My tips
• Serve decent coffee: no more grotty instant in ancient
teapots.
• Get a properly trained welcome team - not a bunch of
depressed-looking people who stand at the back poring over the hymn
books.
• Have a back-door policy: keep a track of who's new, visit them
early, invite them to a welcome lunch. And if they don't stick
around, go back to them, and find out why they stopped coming.
• Provide a menu of service options (it's not new: it always
used to be 8 o'clock for the individualists, 10.30 for the
families, and 6.30 evensong for the depressives!). Consumerism
means that we have to give people a plethora of choices, including
café church, ambient worship, traditional.
• Get outside your building. Mission is now centrifugal not
centripetal. The old "come to church and discover the Mystery"
stuff has less traction when people won't darken your door. Do
festivals, mass in the park, acts of kindness in the community. Be
known.
• Have a decent website, properly maintained. Most people now
search online for a church to attend.
• Carpet your church if you can.
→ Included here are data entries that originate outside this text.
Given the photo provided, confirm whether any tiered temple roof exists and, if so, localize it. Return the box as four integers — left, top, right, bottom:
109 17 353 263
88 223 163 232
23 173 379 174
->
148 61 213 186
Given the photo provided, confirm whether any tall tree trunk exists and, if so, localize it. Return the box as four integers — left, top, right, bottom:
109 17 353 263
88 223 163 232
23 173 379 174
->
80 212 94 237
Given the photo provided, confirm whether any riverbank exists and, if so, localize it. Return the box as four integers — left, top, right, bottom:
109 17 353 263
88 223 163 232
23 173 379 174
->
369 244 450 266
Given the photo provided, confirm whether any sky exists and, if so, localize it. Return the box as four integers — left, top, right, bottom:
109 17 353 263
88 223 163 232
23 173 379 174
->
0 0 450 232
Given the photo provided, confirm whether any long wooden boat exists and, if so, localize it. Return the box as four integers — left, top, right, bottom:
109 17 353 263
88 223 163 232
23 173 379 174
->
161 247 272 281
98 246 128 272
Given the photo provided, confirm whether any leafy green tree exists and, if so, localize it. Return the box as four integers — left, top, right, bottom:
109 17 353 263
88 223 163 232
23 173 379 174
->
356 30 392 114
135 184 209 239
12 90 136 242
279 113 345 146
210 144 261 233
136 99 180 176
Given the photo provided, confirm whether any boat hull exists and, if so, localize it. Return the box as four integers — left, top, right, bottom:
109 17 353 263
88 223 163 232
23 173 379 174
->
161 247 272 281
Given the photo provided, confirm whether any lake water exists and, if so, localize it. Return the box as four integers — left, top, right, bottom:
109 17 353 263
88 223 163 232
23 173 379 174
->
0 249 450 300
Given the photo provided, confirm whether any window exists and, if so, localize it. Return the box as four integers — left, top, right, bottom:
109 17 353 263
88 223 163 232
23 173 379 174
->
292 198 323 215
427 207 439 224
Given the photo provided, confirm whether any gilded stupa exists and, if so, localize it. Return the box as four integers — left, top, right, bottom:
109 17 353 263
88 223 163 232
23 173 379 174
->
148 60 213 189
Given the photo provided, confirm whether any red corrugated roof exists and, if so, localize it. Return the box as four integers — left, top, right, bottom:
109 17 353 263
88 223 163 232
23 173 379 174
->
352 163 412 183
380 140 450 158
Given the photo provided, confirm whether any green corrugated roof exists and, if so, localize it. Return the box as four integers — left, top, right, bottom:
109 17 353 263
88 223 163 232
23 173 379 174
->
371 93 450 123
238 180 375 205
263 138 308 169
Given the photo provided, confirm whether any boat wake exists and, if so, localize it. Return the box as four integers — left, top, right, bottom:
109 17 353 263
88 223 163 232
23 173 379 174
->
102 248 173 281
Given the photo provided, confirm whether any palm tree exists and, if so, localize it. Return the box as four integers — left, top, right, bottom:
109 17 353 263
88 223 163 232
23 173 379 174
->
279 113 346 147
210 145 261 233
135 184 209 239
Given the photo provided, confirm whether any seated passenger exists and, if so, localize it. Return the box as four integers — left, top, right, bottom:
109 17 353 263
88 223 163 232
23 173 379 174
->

And get decent chairs. Nobody
goes to rough old pubs any more, and they don't want to sit in a
draughty building on wooden pews with moth-eaten cushions and
kneelers embroidered at the time of the Battle of Waterloo. Unless,
of course, you're medieval and historic. In which case, play it
up!
• Get rid of the dynasty of people who have run the church for
the last 40 years. Persuade them to stand down. Honour their
contribution. They stop being part of the solution and become part
of the problem when they block everything.
• Plant vigorously. Don't be afraid to try stuff and fail. Plant
on estates, in schools (and get the Diocesan Education Department
onside), in pubs and cafés. Partner with other churches who can
help you with this.
• Pray. Pray. Pray. Pray. And pray. Nothing will work unless
it's rooted in God and the life of the Spirit.